Advances Towards Early Detection of Research Topics

Acknowledging new trends in the research environment is important for many stakeholders, such as researchers, institutional funding bodies, academic publishers, and companies. In particular, being able to identify them as soon as possible can bring an important strategical advantage.

A trend is usually defined as the general direction in which something is evolving. It is often used to describe the popularity of items, such as brands, words, and technologies. In order to detect trends, the relevant items should usually be already recognized and often somewhat popular. For this reason, current methods for detecting trends of research topics usually focus on identifying terms associated with a substantial number of documents, which usually took some years to be produced. Conversely, I theorise that it is possible to perform very early detection of research trends by identify embryonic topics, which have not yet been explicitly labelled or identified by a research community, and that is possible to do so by analysing the dynamics of existent topics. My work is grounded in Kuhn’s theory [1] of the scientific revolution according to which a paradigm shift, also called scientific revolution occurs when a paradigm cannot cope with anomalies, leading to a crisis that will persist until a new outcome redirects research through a new paradigm. In this abstract, I will discuss the state of the art, present an initial study which supports my hypothesis and outline the future directions of my work.
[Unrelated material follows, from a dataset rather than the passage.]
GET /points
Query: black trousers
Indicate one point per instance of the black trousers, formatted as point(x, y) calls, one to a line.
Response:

The state of the art presents several works regarding the detection of research trends which can be characterised either by the way they define a topic or by the approach they use to discover trends [2]. A common approach to identifying research topic is the probabilistic topic model, in which a topic is characterised as a multinomial distribution over words. The Latent Dirichlet Allocation (LDA) [3] is the most popular technique to extract topics from a corpus using this definition. Since its introduction, LDA has been extended and adapted in many other applications as it can be seen in He et al. [4], in which LDA and citation networks were combined to address the problem of topic evolution. In some other approaches, keywords are used as proxies for research topics [5], but Osborne et al. [6] pointed out several drawbacks in using keywords, since they tend to be noisy and carry an unexploited implicit relation between themselves. Further approaches [7, 8] used taxonomy of topics, which can provide a better characterisation of topics and contain semantic relationships between research areas.

The approaches for detecting research trends usually rely on statistical techniques to analyse the impact of labels or distributions of words associated to topics [4, 5, 8]. However, all these approaches focus on already existing topics which are usually already associated with a substantial number of publications.

Considering the current gap, it is legitimate to ask “How is it possible to detect the early emergence of new research topics?”. Thanks to the availability of very large repositories of scholarly data, nowadays it is possible to address this question.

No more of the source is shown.